My husband and I get the CSA farm share each week from a local farm. We’ve been getting it for a year now. I am utterly impressed with each bag of produce we get! The best part about it is that everything you get is in season! It’s deliciously fresh and flavorful. You really don’t have to do much to it. I like to eat most of it raw or with a little seasoning to bring out the natural flavors. In this week’s basket, we got 4 small butternut squash. I absolutely LOVE squash. I decided to make it simple and pull in the flavors of fall.They can be quite temperamental when you go to peel and cut them. I’ve found the easiest way is with my vegetable peeler. I peel them and then cut each end off. Then I cut them in half right where the squash starts to round. That way I have a section that’s easily cut into chunks and then a section that needs to be seeded and cut. I dice the squash into about ½ inch pieces. Toss it all on the roasting pan with an onion (because we all know onion makes everything better) and add the brown sugar, maple syrup, olive oil, salt and pepper.
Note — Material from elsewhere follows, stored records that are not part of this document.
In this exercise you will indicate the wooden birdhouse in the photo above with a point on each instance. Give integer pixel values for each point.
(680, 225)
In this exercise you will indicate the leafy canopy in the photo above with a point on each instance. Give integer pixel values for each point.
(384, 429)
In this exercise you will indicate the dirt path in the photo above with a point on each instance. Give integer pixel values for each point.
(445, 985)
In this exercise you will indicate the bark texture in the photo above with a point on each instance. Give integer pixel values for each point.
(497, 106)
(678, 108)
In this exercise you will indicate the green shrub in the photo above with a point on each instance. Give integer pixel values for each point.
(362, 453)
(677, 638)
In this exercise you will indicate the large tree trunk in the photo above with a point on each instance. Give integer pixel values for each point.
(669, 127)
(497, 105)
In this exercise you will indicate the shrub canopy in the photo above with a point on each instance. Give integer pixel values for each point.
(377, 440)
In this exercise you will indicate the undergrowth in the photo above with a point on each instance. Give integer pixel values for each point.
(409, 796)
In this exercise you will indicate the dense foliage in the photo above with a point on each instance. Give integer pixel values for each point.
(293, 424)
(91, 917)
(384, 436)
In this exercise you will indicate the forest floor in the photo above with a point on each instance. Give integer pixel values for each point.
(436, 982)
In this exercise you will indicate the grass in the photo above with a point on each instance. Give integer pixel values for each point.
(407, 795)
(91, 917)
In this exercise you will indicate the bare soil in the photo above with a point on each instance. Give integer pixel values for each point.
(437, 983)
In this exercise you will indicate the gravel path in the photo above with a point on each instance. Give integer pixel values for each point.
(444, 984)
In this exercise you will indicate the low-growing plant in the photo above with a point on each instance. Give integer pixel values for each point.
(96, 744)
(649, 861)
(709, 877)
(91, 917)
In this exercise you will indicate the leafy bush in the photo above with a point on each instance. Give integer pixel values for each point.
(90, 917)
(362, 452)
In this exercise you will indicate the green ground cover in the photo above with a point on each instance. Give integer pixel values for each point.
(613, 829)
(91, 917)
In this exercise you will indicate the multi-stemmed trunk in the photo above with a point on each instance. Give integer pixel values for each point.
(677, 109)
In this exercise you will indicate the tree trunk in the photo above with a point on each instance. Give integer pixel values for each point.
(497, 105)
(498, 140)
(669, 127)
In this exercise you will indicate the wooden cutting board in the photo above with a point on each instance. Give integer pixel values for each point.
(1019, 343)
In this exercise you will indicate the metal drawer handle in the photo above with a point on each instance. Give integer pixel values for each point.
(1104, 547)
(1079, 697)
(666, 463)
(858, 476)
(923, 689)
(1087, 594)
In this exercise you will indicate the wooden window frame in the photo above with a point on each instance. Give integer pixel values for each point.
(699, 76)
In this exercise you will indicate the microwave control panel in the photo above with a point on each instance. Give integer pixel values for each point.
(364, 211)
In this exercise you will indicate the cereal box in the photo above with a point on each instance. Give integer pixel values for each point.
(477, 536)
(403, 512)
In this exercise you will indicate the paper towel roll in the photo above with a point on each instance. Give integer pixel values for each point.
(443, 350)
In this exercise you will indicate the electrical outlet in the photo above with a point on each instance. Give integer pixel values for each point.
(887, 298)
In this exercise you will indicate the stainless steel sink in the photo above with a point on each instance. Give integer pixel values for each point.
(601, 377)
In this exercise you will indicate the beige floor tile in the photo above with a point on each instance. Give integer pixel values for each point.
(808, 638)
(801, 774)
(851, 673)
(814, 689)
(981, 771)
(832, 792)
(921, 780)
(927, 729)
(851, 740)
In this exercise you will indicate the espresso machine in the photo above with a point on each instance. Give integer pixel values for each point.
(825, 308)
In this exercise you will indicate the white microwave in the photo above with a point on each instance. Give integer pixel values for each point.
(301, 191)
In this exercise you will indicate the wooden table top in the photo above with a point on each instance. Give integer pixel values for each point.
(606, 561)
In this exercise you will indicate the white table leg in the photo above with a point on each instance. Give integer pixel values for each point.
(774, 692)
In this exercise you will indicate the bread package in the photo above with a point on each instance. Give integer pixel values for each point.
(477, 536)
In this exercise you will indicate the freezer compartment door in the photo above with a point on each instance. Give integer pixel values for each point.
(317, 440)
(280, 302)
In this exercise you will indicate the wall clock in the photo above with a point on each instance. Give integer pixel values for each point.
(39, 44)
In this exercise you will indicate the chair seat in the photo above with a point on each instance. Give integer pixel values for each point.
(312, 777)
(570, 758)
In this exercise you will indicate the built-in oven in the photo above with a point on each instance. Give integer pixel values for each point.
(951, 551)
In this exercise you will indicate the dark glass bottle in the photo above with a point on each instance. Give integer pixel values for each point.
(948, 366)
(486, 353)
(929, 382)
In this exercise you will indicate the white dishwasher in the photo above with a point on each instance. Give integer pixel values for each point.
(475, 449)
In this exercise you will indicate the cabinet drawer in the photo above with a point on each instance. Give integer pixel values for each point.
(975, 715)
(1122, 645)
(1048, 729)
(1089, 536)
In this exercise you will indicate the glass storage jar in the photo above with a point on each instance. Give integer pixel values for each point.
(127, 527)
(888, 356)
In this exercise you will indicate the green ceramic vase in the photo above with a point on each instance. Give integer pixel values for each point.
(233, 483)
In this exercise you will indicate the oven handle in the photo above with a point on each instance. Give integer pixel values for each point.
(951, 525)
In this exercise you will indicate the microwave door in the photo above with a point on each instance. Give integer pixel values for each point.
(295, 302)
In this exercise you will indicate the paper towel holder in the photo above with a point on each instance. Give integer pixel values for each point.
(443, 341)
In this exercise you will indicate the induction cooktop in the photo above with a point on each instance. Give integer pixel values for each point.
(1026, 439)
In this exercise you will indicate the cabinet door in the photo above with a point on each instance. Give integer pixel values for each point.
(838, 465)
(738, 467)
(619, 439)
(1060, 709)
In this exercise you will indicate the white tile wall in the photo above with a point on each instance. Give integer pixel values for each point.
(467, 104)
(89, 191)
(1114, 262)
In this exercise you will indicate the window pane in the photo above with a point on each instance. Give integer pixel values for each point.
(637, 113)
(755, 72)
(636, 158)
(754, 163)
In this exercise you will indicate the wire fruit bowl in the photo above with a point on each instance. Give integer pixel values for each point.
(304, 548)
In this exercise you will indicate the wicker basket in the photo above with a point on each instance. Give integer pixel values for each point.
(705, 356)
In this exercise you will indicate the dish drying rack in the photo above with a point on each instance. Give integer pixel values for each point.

About 5 minutes before it’s finished I toss in some craisins. They add a nice pop of flavor! Now for the good stuff! Let it bake and caramelize to chewy goodness. I like to toss it every now and then and taste as it cooks to make sure it’s the right consistency. Once you take it out of the oven it will be hard not to eat the entire bowl of squash!

Roasted Butternut Squash

4 small butternut squash
1 onion
1 tbsp brown sugar
1 tbsp maple syrup
2 tbsp olive oil
1 tsp salt
½ tsp pepper
1 C Craisins

Preheat the oven to 425. Peel the squash with a vegetable peeler. Cut the top and bottom off. Then cut in half where the squash starts to round. Cut the rounded section in half and scoop out seeds. Then dice into about 1/2 in cubes. Cut the onion into wedges. Toss the squash and onion onto the baking sheet with the oil, maple syrup, brown sugar, salt and pepper. Toss the veggies with your hands until they’re evenly coated. Roast at 425 for 40 min. Check every 15 minutes and toss with a spatula so the bottom doesn’t burn. The last 5 minutes add the craisins and toss with a spatula. Continue to bake until caramelized and tender. Enjoy!